Francis understands why Canadians would bristle at the suggestion (indeed, a recent study found 94 percent of Canadians are opposed to becoming part of the U.S.). She herself found Trump’s comment about Canada becoming America’s 51st state offensive. But it was clearly just “trash talk,” she says. “It was insulting. But I don’t criticize Trump for that, because frankly — and I’m saying this as an American citizen, and I love the place — they’re very ignorant about other countries.”
Nevertheless, there’s something legitimate there to open a negotiation, she adds. “If I were the prime minister of Canada tomorrow, I’d go down and say: ‘Look, President Trump, totally understand your M.O., I get it. You’re right. I wrote a book about it. We haven’t been pulling our weight. Here’s what we propose. We will double the amount we spend on the military. We will procure everything from pencils to tanks from U.S. suppliers — that will help with the trade deficit. And that’s my pledge.’ For him, that’s a big win.”

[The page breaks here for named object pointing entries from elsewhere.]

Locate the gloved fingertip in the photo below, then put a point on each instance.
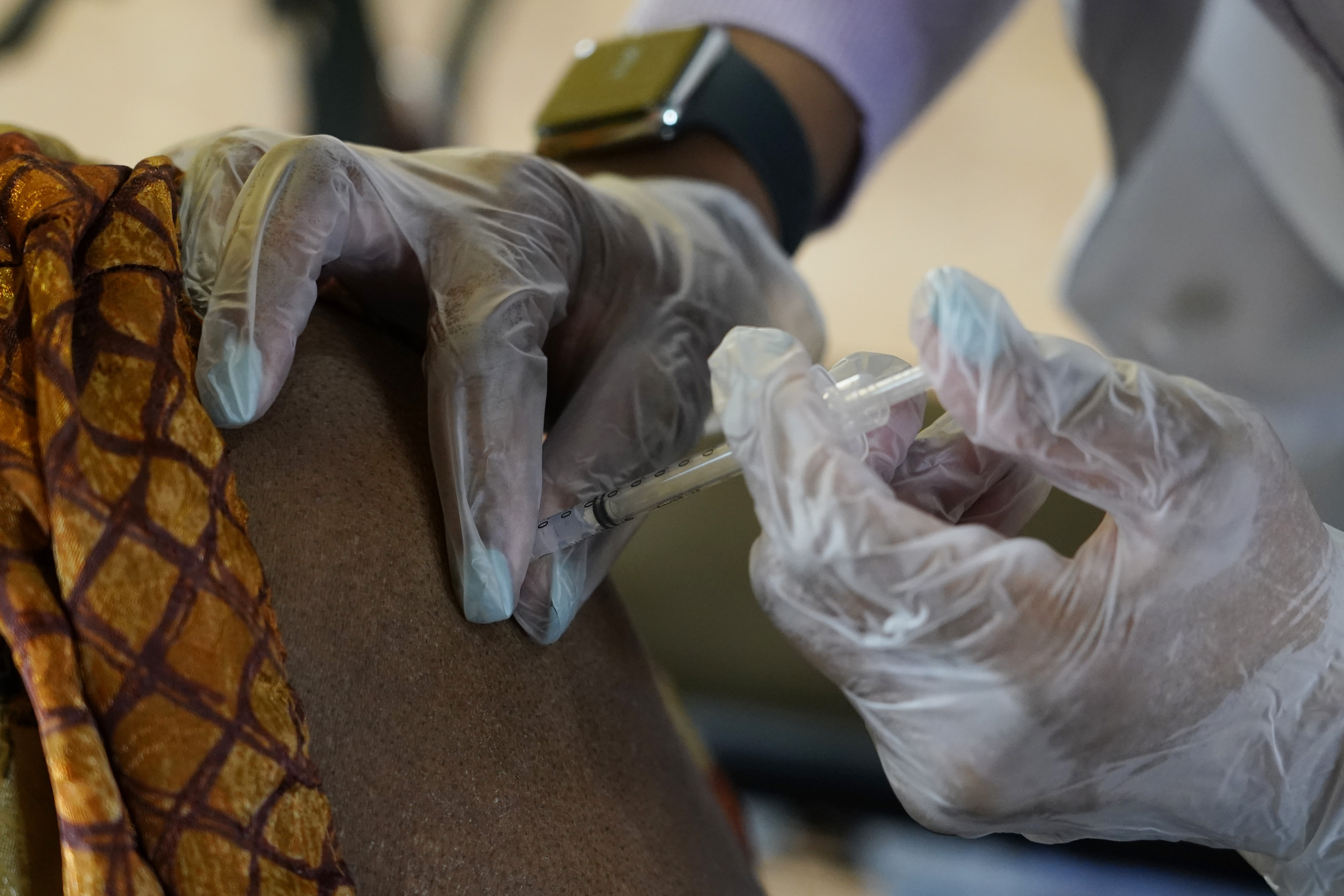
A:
(972, 319)
(564, 598)
(487, 586)
(748, 355)
(229, 382)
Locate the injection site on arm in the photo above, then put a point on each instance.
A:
(859, 390)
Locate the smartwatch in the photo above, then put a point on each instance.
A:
(650, 89)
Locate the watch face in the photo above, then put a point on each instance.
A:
(620, 80)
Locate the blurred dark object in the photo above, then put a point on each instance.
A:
(828, 768)
(346, 96)
(22, 23)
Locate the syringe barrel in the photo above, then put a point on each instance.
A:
(663, 487)
(635, 499)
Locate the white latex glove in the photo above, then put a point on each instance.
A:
(1181, 679)
(587, 308)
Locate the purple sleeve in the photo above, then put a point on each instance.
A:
(893, 57)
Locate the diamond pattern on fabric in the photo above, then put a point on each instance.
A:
(131, 598)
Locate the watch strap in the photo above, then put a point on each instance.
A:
(744, 108)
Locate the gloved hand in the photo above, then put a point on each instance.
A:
(1181, 679)
(579, 308)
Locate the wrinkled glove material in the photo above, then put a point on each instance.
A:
(131, 598)
(1182, 678)
(580, 309)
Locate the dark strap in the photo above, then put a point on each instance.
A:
(741, 107)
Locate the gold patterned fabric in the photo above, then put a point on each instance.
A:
(131, 598)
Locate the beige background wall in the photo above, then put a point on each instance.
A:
(990, 179)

“I’d just say, you know, we can’t take a tariff,” she adds, of Trump’s recent threats to impose sweeping 25 percent tariffs on goods from Canada. “That’ll cause trouble for you guys too. And so, would you please rethink the tariff if we do those things? And what else would you like us to do? We’ll consider.”
Francis has been saying for a while that the merging of Canada and the U.S. is “inevitable,” and that the best way Canadians can respond to that inevitability is by working seriously on the deal. In one of the thought experiments she put forward in the past, she suggested that promising free healthcare for life would soften the blow for Canadians wary of a fully merged Canada-U.S.
These days, however, she thinks that if Canada and the U.S. did become one country, their political systems would have to remain separated. Although she points out that many northern American states — such as Vermont, Washington, New York, Oregon, or Maine — tend to have laws very similar, or even more progressive, than Canada itself, she accepts that other states have moved further apart from their Canadian neighbors on issues like abortion, euthanasia, capital punishment and gun control since she wrote the book. That would mean a less easy, though still workable, union, where politics are devolved.
Considering that it’s already very easy for Americans and Canadians to live and work in each others’ countries, a fully open border wouldn’t be seen as a positive these days, either — by Americans or Canadians. Canada — whose health care system is “far superior,” Francis points out — could become “deluged with health care refugees.” Either the U.S. changes its approach to health care (which she thinks is coming, especially after the outpouring of anger following the assassination of UnitedHealthcare CEO Brian Thompson in New York) or the border should have some controls retained around it. That’s likely what Americans want right now, as well, considering the anti-immigration bent of Trump’s second term.
By working to merge in an intelligent and nuanced way, however, the countries could still work together to take advantage of Canada’s vast natural resources, she says. That doesn’t mean the U.S. simply trying to seize Canada’s assets for its own (“I don’t think the Americans realize how much it would cost them. The calculation I made was 17 trillion [dollars]. That’s half a million per person in Canada. That’s a lot of money. And why do it unless you have to? They don’t have to.”).
But it does mean that “Canada could say: ‘Yeah, you know, you’re right about the Arctic, but we have a small population. We’ll build military bases up there to help and you can partner in resource development, but we don’t have any infrastructure up there. So, we’ll do some of that. That’s how it could be structured.” Indeed, Francis is a true pragmatist, who isn’t interested in being dragged into the war of words she sees escalating between American and Canadian politicians right now: “The grandstanding is amusing to me.”